Botanizing the Asphalt

Luxumbourg Gardens


Belonging under the heading of You Can't Plan for This Kind of Synchronicity, is this, about traveling solo to Paris. It appeared on the New York Times website today. If you look at my post from yesterday, you will see a photo similar to the one at the top of the NYT piece. I, too, took a picture of a single chair in the Luxumbourg Gardens. Crazy.

Flânerie is, in its purest form, a goal-less pursuit, though for some it evolved into a purposeful art: Walking and observing became a method of understanding a city, an age. Baudelaire described the flâneur as a passionate spectator, one who was fond of “botanizing on the asphalt,” as the essayist Walter Benjamin would later put it. Typically, it was a man. No longer.

That was exactly what I did there. I do it in Washington, too. I engage in flanerie. The person who wrote the piece had a lot more fun than I did, but then again she was in Paris to gather experiences she could weave together for this article. She wasn't there to grieve her aunt, to grieve an earlier era of life and the world. For her, the time in Paris wasn't a soul retrieval, an initiation, and an important chapter of ongoing ancestor work. But it was for me.

Actually, she probably did some ancestor work whether she wanted to or not, or whether or not she was aware of it. Paris is a soulful city. I think it would be hard to go there without connecting in some way with the ancestors.
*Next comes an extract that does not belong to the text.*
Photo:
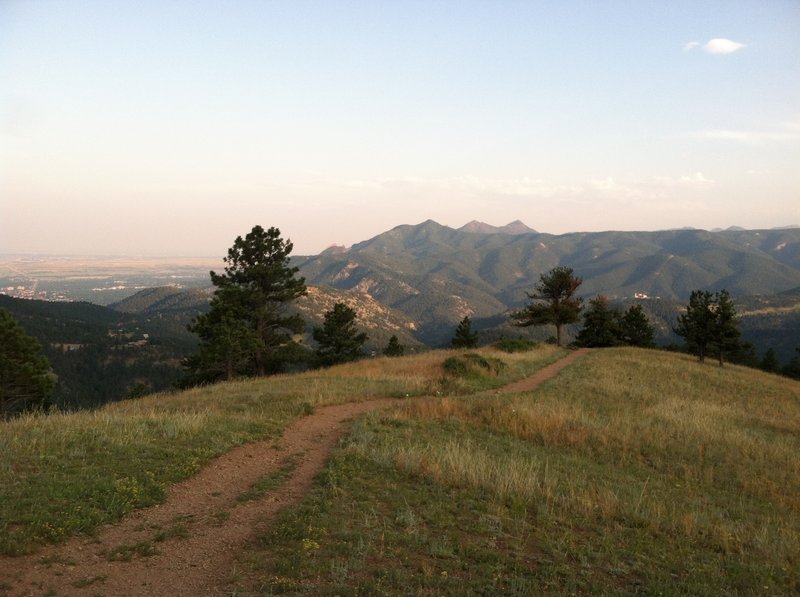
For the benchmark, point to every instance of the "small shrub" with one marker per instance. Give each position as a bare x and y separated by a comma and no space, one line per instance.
455,366
463,365
515,345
I had hoped to connect with the Parisii, the Celtic tribe that inhabited the Ile thousands of years ago. However, I could not pick up on their wavelength, nor was I able to tune in to any of the French Revolution, off-with-their-heads energy, even in the Place de Vosage, which I adored. Likewise I couldn't find the fabulous artist/writer vibe from the 1920s. What I did connect with was the Roman energy. Hmmm.





The Place de Vosage.

I also was very aware of the echoes of my aunt's era in Paris, the post WWII Paris and the years of the French new wave in the 1950s and 1960s. There are so many layers of history there, no one can find a wavelength with which to tune in the whole spectrum. That would be madness.

Today I feel even more back to myself than yesterday. In a certain way I'm more myself than I have been since this idea came into my mind, to go to Paris. That was just a couple of weeks before my 60th birthday.

It is good to be back, I mean all the way back. I am done with Paris. Onwards and upwards.

L'chaim and shalom.

A really old sundial. Go into the courtyard at the Hotel Sully. Go into the inner courtyard. It's on a wall at the back. Then walk through the door in the wall, and find yourself in the Place de Vosage. Magical. Like the Secret Garden.